Using limit parameter in paginate function
Stefan Bogdanescu
Founder & Senior Architect · 2026-06-29
# The Misconception of `limit()` in Laravel's `paginate()` Function
As a senior developer working with Eloquent and the Laravel framework, you constantly grapple with how different methods interact. One common point of confusion arises when combining manual query restrictions, like `limit()`, with built-in pagination methods, such as `paginate()`.
The question we are addressing today is: **Is it possible to reliably use the `limit` parameter when employing the `paginate()` function in Laravel?** The short answer is yes, but *how* you implement it determines whether you achieve the desired result efficiently and correctly.
## Understanding the Conflict: How `limit` and `paginate` Interact
The issue you are encountering—where applying `limit(50)` before calling `paginate($page)` returns all 100 records instead of just 50—stems from a misunderstanding of where the limiting logic is applied in the query execution flow.
When you execute a chain like this:
```php
$users->where(...)->limit(50)->paginate($page);
```
You are attempting to apply two separate limiting mechanisms: one manually via Eloquent's `limit()` method, and one implicitly via the `paginate()` method (which uses SQL `LIMIT` and `OFFSET`). The conflict arises because the way Eloquent processes these chained methods can sometimes result in the pagination logic overriding or ignoring the initial manual limit, especially when dealing with complex relationships or scope definitions.
In essence, while `limit()` restricts the *total rows* fetched by the database, `paginate()` is responsible for calculating the correct `OFFSET` needed to display the current page correctly across the entire dataset. If the initial query structure isn't perfectly aligned, the pagination layer might default to fetching everything it can find, defeating your manual restriction.
## The Correct Approach: Leveraging Eloquent’s Strength
The most robust and efficient way to handle limiting in Laravel is to let the Eloquent Query Builder manage all constraints within a single, cohesive query. Relying on chaining methods like `limit()` directly before `paginate()` often leads to unpredictable results.
Instead of manually forcing a limit before pagination, we should focus on applying the necessary constraints *before* the final fetching mechanism is called. For truly efficient database operations, ensure that all filtering and limiting are expressed using standard Eloquent syntax or query builder methods rather than chaining potentially conflicting functions.

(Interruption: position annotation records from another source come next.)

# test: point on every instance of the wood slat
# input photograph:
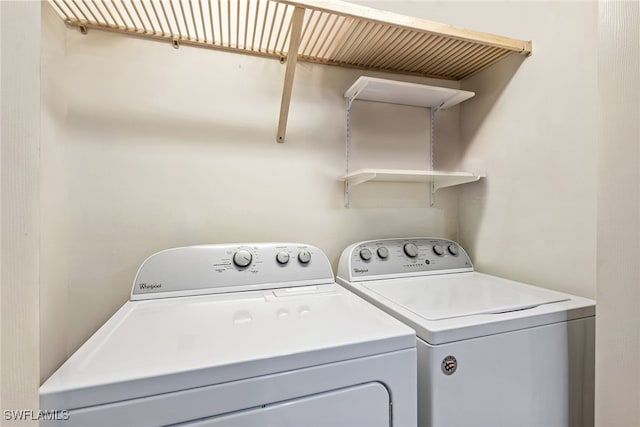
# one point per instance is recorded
(333, 32)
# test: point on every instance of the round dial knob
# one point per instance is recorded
(242, 258)
(365, 254)
(304, 256)
(282, 257)
(438, 250)
(383, 252)
(410, 249)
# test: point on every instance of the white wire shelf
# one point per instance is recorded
(438, 179)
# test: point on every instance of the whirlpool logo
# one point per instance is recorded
(149, 286)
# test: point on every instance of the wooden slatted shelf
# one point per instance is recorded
(326, 31)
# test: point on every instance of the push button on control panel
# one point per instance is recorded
(282, 257)
(410, 249)
(383, 252)
(304, 256)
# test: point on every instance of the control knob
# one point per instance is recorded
(438, 250)
(365, 254)
(304, 256)
(410, 249)
(242, 258)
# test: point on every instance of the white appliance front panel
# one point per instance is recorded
(362, 405)
(447, 296)
(541, 376)
(164, 345)
(395, 370)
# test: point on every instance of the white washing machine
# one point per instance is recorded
(491, 352)
(239, 335)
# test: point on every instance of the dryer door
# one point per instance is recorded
(361, 405)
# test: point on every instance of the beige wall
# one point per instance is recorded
(149, 147)
(19, 208)
(153, 147)
(618, 334)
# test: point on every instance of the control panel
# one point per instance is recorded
(205, 269)
(389, 258)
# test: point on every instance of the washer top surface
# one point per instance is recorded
(447, 296)
(430, 284)
(166, 344)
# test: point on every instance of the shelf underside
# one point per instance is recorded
(438, 178)
(332, 32)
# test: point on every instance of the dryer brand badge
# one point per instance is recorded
(449, 365)
(149, 286)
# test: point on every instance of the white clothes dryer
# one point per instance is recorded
(491, 352)
(239, 335)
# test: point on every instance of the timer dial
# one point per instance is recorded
(410, 249)
(438, 250)
(365, 254)
(242, 258)
(383, 252)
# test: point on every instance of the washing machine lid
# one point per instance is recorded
(448, 296)
(159, 346)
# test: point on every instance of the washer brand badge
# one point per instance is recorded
(449, 365)
(148, 287)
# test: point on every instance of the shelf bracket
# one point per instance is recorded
(292, 59)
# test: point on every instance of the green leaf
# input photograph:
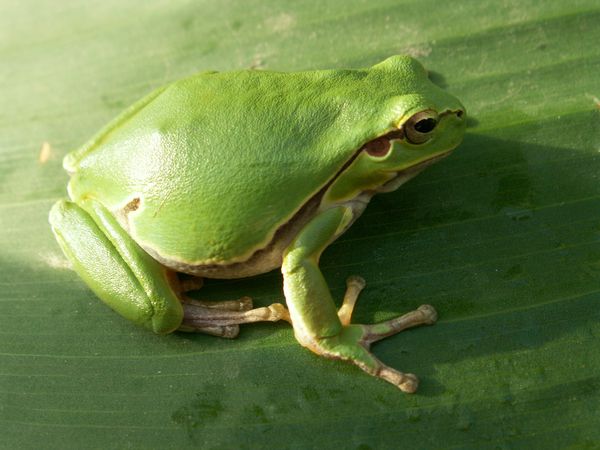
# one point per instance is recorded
(503, 238)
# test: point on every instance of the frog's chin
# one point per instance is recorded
(402, 176)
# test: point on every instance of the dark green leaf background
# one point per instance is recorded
(503, 237)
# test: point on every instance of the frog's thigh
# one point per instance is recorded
(120, 272)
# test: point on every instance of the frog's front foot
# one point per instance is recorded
(354, 341)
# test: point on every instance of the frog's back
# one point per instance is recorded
(206, 170)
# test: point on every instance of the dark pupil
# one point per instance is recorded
(425, 125)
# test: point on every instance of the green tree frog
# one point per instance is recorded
(234, 174)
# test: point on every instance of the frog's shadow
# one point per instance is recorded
(446, 238)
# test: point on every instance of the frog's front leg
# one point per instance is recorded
(317, 324)
(135, 285)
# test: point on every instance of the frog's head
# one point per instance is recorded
(415, 124)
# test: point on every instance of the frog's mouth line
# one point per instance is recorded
(403, 175)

Consider how you would structure this operation for maximum clarity and performance:
### Best Practice Example: Limiting within Scopes or Main Queries
If your goal is to display a specific subset of data (e.g., the first 50 users), this should be part of the initial request, not an afterthought applied to pagination.
```php
// Fetching only the first 50 users and then paginating them
$users = User::where('status', 'active') // Apply filters first
->limit(50) // Explicitly limit the result set
->paginate(10); // Paginate over those 50 results
```
In this corrected approach, the `limit(50)` is applied directly to the query builder before the pagination logic kicks in. This ensures that the database only processes and returns a maximum of 50 records for the current page request, making the operation highly efficient. This aligns perfectly with best practices found when building robust applications on platforms like [Laravel](https://laravelcompany.com).
## Conclusion
To summarize, while technically possible to use `limit()` before `paginate()`, it often leads to confusing behavior because of how Eloquent structures its pagination SQL. The key takeaway is this: **do not rely on manual chaining for fundamental limiting.** Instead, integrate your limits directly into the initial query definition using Eloquent's powerful filtering and limiting methods. By adhering to this structure, you ensure that your queries are clear, predictable, and optimized for performance, regardless of whether you are dealing with a small subset or a massive dataset.